Xn = aXn-1 + b (mod M)

That is, a 'random' number Xn can be generated by taking Xn -1, multiplying by 'a', adding 'b' and modulus 'M'.  It works out nicely because it's a simple multiplication, and add, and some other little thing at the end.  Really fast stuff.  Depending on what numbers you pick for a, b, M , and the initial seed, you can generate these numbers rippin fast on modern computing hardware.

What's a Mersenne prime?  I don't know, I'm sure you can look it up on the internet.  It turns out that if you use one of these as the 'M', you get really fast computations.

One concern with LCG RNGs (Linear Congruential Random Number Generators) is the periodicity.  That is, how many times can you generate a number before the sequence begins to repeat itself?  The trick is in the numbers you choose.

There are plenty of tables for what a, b, and M should be

a               b           M            Source

7(5)          0        2(31)-1    Park-Miller

131           0        2(35)       Neave

16333   25887    2(15)       Oakenfull

3432       6789     9973       Oakenfull

171            0       30269      Wichman-Hill


For those who are in the know, I'm sure these names mean much, and a hush goes over the audience when they speak.  For most of us though, the intricacies of LCG constants are lost in the bowels of the rand() function.  Most people neither know, nor care about the details.  And that my friends is the beginning of all our troubles with writing secure software.

What about shift register generators, Lagged-Fibonacci generators, and chained LCGs?  What kind of random numbers are you consuming in your applications?  Do you care about the distribution of the lower bits?  Do you care that your numbers may overflow before the modulus?  Do you care that you are losing some precision when you're flipping between int and float?

These are little tidbits from the CRC.  A book chock full of tables, formulas, and the like.  I used the CRC when I was in high school to look up log tables.  And I'm sure it's been in existance in various forms for a couple hundred years before that.

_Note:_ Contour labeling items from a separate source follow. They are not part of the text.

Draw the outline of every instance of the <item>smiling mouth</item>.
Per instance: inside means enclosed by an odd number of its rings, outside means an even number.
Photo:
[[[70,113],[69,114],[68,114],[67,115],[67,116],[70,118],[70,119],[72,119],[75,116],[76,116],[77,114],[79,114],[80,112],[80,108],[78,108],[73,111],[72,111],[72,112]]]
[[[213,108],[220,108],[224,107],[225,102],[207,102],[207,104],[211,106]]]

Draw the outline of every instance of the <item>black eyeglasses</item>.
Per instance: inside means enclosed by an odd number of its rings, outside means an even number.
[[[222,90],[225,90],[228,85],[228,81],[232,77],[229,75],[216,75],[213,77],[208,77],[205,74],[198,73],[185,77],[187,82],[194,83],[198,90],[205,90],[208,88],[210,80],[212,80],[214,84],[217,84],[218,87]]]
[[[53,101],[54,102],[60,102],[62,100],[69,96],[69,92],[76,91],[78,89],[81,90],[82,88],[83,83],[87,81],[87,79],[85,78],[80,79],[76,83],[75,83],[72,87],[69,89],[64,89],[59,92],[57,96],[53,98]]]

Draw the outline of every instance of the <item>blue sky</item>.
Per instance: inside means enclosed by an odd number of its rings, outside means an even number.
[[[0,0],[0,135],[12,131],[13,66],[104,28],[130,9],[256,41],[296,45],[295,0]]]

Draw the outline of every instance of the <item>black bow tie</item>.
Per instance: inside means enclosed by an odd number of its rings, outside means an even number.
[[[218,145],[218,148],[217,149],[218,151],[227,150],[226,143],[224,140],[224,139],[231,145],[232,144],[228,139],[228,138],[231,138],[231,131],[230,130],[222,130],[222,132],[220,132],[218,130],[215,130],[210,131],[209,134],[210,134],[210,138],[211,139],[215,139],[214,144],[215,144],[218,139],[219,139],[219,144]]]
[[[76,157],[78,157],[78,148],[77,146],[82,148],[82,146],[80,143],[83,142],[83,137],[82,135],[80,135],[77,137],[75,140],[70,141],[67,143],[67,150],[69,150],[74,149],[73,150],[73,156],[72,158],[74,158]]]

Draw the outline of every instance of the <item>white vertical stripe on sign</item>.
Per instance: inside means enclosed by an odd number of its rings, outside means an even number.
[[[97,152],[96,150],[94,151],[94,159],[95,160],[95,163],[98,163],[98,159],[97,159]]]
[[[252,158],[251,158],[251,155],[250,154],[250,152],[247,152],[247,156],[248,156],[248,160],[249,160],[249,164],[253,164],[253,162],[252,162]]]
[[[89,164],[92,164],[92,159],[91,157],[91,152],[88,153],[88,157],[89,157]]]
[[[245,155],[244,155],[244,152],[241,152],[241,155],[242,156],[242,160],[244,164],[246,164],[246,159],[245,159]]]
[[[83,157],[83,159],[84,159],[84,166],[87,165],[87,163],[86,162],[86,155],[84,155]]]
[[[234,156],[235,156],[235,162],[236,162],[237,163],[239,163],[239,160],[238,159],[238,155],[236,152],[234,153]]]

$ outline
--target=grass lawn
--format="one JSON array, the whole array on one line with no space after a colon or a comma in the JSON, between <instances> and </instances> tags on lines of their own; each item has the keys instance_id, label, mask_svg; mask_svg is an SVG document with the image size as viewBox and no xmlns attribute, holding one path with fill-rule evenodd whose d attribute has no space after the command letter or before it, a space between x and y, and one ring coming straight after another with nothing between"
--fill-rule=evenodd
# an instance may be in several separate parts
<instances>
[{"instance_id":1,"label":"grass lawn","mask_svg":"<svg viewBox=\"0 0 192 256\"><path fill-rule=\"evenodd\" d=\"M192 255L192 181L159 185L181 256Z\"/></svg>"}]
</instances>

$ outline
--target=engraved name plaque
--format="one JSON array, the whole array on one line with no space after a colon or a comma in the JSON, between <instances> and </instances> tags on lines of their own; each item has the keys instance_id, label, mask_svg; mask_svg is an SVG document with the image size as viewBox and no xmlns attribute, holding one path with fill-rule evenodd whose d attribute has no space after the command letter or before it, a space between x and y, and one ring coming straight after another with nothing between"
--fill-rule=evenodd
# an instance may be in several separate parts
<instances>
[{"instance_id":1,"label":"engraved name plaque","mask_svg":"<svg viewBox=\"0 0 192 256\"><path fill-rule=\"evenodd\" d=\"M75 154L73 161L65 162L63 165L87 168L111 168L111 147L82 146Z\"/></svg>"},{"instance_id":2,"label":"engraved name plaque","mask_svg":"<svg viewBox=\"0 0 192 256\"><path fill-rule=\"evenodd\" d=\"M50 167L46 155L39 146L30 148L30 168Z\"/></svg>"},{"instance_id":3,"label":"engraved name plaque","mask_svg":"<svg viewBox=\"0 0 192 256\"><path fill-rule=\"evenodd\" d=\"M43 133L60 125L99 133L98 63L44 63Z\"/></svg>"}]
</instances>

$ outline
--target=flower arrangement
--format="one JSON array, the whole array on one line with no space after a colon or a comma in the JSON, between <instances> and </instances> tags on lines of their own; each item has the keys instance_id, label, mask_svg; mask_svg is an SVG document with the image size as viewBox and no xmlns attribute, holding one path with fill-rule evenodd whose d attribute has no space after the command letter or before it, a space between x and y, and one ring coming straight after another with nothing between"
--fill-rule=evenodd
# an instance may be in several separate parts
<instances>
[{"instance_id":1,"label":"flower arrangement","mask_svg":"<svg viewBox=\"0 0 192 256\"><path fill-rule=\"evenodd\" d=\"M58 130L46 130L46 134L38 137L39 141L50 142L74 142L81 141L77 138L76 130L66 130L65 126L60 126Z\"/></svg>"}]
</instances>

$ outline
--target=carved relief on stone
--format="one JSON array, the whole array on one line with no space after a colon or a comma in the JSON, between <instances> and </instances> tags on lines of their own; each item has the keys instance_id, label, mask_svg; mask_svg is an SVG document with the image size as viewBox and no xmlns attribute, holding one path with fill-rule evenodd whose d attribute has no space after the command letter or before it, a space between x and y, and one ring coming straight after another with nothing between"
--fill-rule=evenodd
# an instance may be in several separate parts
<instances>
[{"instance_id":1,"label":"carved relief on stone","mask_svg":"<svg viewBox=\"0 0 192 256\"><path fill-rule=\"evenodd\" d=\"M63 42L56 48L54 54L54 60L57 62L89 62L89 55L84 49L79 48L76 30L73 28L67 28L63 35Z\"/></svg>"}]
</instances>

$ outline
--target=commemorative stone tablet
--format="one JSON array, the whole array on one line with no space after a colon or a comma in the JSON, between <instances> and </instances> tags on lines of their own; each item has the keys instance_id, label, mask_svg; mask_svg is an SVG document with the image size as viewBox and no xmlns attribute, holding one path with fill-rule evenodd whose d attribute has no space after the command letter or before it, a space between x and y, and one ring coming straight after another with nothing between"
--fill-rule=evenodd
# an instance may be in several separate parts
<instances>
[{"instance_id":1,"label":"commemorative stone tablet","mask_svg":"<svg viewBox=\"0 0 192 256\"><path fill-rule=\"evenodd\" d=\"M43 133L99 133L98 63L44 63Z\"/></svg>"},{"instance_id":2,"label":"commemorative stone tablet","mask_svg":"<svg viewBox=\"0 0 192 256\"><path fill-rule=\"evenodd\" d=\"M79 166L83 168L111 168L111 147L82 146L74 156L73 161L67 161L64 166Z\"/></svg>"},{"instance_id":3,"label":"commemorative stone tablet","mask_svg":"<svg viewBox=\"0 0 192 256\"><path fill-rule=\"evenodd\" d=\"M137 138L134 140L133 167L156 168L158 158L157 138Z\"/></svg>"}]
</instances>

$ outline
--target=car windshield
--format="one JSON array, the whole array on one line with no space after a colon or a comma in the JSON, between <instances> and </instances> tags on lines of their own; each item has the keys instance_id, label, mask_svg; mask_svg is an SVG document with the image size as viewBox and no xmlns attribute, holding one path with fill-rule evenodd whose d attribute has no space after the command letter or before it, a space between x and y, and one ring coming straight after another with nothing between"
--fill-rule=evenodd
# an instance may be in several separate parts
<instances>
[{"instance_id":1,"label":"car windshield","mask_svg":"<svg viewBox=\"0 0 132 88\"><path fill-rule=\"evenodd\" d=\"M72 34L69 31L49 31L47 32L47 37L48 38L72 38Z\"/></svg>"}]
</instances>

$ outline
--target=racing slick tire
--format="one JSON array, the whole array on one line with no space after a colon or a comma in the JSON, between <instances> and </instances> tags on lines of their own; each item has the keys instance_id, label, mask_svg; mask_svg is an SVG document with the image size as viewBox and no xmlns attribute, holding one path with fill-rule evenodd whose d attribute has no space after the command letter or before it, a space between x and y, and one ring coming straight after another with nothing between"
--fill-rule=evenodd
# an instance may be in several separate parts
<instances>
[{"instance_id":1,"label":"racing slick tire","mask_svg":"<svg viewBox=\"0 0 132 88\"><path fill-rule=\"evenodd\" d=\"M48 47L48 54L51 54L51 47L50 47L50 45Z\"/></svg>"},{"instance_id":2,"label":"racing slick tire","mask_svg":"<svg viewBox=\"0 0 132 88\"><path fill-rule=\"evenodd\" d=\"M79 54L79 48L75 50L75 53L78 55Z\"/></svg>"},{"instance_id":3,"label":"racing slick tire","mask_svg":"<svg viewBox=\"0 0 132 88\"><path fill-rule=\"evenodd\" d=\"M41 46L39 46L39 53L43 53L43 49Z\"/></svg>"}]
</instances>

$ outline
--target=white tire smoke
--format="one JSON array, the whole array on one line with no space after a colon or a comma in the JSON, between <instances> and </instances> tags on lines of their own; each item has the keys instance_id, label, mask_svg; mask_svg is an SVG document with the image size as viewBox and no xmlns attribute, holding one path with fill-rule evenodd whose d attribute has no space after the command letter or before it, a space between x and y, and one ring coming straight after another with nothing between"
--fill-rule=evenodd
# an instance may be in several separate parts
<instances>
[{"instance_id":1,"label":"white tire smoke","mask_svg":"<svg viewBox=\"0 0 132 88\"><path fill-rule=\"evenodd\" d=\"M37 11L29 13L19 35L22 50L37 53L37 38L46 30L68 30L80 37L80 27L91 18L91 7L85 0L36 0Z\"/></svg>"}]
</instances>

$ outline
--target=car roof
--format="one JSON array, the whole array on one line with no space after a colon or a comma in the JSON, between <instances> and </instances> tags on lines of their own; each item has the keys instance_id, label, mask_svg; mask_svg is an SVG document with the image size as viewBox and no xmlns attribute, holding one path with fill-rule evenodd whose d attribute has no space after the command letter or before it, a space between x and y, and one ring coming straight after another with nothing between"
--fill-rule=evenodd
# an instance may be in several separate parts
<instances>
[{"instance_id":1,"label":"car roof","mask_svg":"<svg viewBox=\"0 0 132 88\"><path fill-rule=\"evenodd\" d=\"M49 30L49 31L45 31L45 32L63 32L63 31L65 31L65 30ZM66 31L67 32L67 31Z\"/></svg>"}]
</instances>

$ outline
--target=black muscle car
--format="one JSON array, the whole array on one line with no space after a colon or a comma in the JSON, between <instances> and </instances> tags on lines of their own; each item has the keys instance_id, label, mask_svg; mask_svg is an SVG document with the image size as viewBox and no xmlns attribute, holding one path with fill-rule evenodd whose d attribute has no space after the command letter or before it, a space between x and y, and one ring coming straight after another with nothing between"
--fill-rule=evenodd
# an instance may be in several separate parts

 Donald Knuth goes over the top in “Seminumerical Algorithms”.  Knuth spends an unprecedented 177 pages on the subject of random numbers, random sequences, and anything esoteric with the word 'random' in it.  Can you believe it?  177 pages?  Surely the spec, docs, code, and tests for the typical rand() function do not take up that much space.  I'd guess they typically take up no more than two pages worth of text layed end to end.

What's the point?  I don't know, I guess I'm just being a little random.  How random you can't possibly know unless you understand where I started, and under what conditions I change the subject.

As I de treasure these books, I can't help but think that most programmers using modern programming languages today, aren't likely to amass such a library, nor understand the esoteric little pieces embodied in the deep literature.  Maybe we've gone beyond the point of having to care about such things.  To a certain extent, this is true.  The general computing public does not need to care about the multipliers that are used in the LCG found deep within our rand() implementation.  But, I hope the systems programmer who wrote that code sure understood what they were doing, and I hope they didn't de treasure their library of knowledge too soon.